Canucks' Bo Horvat on COVID-19 vaccine: 'I encourage everybody to go get it'

Vancouver Canucks' Bo Horvat waits to take a faceoff during the second period of an NHL hockey game against the Calgary Flames in Vancouver, on Tuesday, May 18, 2021. (Darryl Dyck/CP)

VANCOUVER – One of the longest trips of Bo Horvat’s off-season was a two-hour drive to Toronto from his home in London, Ont. He got vaccinated.

“I was phoning around to see if there were clinics that had extra Moderna,” Horvat said Wednesday, explaining that he didn’t want to just wait passively for his age group to be summoned for its second dose. “I found one just outside Toronto. Just drove there, lined up and got vaccinated.”

Horvat, 26, said nobody recognized him as the Vancouver Canucks’ captain.

But his eagerness to become fully-vaccinated against COVID-19 should be recognized.

No team in the National Hockey League was ravaged by the coronavirus last season like the Canucks were at the start of April when 25 players and coaches were eventually stricken with the debilitating P.1 variant that drove COVID-19’s third wave on the West Coast.

Horvat, his wife, Holly, and their baby, Gunnar, all eventually contracted the virus that caused the Canucks to shut down for two weeks.
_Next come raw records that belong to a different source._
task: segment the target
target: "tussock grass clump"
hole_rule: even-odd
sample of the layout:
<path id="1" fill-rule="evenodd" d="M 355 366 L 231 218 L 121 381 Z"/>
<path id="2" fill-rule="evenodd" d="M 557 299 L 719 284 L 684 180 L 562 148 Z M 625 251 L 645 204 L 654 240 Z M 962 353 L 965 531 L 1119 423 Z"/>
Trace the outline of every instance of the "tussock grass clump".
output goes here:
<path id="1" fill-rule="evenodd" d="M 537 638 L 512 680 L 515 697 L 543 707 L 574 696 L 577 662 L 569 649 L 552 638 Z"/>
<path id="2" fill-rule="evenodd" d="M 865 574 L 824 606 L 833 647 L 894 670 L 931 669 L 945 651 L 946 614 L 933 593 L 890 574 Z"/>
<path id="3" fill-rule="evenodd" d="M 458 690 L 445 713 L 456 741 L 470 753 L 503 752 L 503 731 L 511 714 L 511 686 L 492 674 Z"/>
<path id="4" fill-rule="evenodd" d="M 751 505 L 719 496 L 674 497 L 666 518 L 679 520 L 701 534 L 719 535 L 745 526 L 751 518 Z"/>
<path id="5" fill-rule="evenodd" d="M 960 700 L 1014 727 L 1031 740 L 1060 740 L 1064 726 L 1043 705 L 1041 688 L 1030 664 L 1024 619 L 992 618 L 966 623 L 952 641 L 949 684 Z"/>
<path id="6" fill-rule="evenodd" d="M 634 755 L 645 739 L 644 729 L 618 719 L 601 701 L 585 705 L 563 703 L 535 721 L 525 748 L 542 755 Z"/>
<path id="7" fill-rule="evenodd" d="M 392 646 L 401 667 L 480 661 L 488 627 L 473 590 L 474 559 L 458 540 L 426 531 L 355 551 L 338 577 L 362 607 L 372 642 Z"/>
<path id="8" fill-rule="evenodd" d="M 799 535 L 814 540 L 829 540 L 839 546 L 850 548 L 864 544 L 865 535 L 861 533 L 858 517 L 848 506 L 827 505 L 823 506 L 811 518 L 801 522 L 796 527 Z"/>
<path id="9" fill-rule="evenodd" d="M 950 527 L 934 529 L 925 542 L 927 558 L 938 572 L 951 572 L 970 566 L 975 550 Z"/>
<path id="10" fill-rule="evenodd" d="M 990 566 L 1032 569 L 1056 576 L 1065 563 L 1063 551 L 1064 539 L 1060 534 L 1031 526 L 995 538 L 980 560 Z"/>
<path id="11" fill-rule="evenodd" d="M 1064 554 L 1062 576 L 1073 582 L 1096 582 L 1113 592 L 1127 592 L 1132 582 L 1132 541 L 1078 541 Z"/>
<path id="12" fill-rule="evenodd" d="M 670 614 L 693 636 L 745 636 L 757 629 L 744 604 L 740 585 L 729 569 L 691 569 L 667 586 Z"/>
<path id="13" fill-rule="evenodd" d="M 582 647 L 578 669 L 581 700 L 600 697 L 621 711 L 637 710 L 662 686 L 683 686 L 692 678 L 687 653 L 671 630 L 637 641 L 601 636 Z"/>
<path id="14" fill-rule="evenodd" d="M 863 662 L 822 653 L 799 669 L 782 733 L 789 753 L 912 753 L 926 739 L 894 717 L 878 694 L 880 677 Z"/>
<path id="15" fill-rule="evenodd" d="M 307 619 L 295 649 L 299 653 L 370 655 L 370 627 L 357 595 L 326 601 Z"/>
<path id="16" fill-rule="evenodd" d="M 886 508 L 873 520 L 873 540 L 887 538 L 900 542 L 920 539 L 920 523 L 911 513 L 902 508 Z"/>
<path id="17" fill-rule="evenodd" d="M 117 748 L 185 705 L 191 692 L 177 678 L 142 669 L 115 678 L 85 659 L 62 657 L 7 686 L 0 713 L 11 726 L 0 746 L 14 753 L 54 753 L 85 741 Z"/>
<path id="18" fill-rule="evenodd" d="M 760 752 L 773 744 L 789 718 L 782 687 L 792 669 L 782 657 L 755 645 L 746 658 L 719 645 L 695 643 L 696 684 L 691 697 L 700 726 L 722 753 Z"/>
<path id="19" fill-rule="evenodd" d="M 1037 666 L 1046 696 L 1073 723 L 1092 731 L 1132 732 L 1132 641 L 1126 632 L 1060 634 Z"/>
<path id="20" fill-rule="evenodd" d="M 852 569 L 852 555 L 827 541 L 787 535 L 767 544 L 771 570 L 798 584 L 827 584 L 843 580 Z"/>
Besides being the team’s captain and longest-tenured player – after defenceman Alex Edler signed a free-agent contract with the Los Angeles Kings in July – Horvat also represents his teammates within the NHL Players’ Association.

The league and its players’ union last week released protocols for the 2021-22 season that do not force players to get vaccinated, but outline significant restrictions and stern consequences, including loss of pay, for players who choose to ignore science and become sick or otherwise unavailable to their teams.

“Considering everything that's gone on, there's obviously different situations that people get put in and they can be vaccinated or not,” Horvat told Sportsnet. “But for me, if you're able to get vaccinated, I think you should. I've had COVID before and it's no joke. This vaccine works and it's helping people not get sick. I got (vaccinated) right away, as soon as I could.

"So I encourage everybody to go get it. I think it'll get the world back to normal. Hopefully guys realize that and go get vaccinated — for everybody's safety and health and their family's health.”

Horvat said the benefits of vaccination shouldn’t be a tough sell among Canucks players.

“No team in the league — maybe a couple others — know what having COVID is like like we do and our families and our kids do,” he said. “To protect all of them, I encourage everybody to go do it. Hopefully everybody does.”

If there are any Canucks players who arrive for the start of training camp on Sept. 22 and aren’t fully vaccinated, Horvat said a little peer pressure could go a long way in ensuring the team is able to play, practise and travel safely together for what the organization hopes is a major bounce-back year from last season’s disaster.

A handful of Canucks, joined by several Vancouver-area pros from other NHL teams, have begun pre-camp skates at the University of B.C. The daily sessions will move inside Rogers Arena next week.

On Wednesday, Horvat’s training group included regular linemate Tanner Pearson as well as rookie Vasily Podkolzin, veteran leader J.T. Miller, starting goalie Thatcher Demko and new third-line centre Jason Dickinson.

Key newcomers Oliver Ekman-Larsson, Conor Garland and Jaroslav Halak have yet to arrive on the ice, and young stars Elias Pettersson and Quinn Hughes remain unsigned as restricted free agents. But Horvat said there is already excitement about this season after the Canucks plummeted from last summer’s playoff-bubble breakthrough in Edmonton to a last-place finish in the Canadian division in May.

He said he loved the aggressiveness of the Canucks’ off-season, as general manager Jim Benning gambled draft picks and $43.6-million of future cap space to take on Ekman-Larsson from the Arizona Coyotes in a blockbuster trade that also brought Garland, a top-six winger, to Vancouver.

“I think it's a great message: I think it means that Jim wants to win now,” Horvat said. “I kind of went through the rebuilding stage, and it's not really fun. It's not fun losing and I don't want to go through that again. And I think my time to win and our time to win is now.”

Horvat has played 502 games for the Canucks, but just 23 more in the playoffs, since making the team as a 19-year-old centre in 2014. With two more years under contract at $5.5-million per season, the captain’s competitive clock is ticking.

“Really loud,” Horvat said. “This is going to be my eighth year already, and I haven't really done anything yet. I think I've gotten better as a player. But as a team, you know, we've made the playoffs twice. I want to make the playoffs every year. I think that's when I play my best hockey. I think that's when the Canucks play their best hockey. I think we have something to prove.”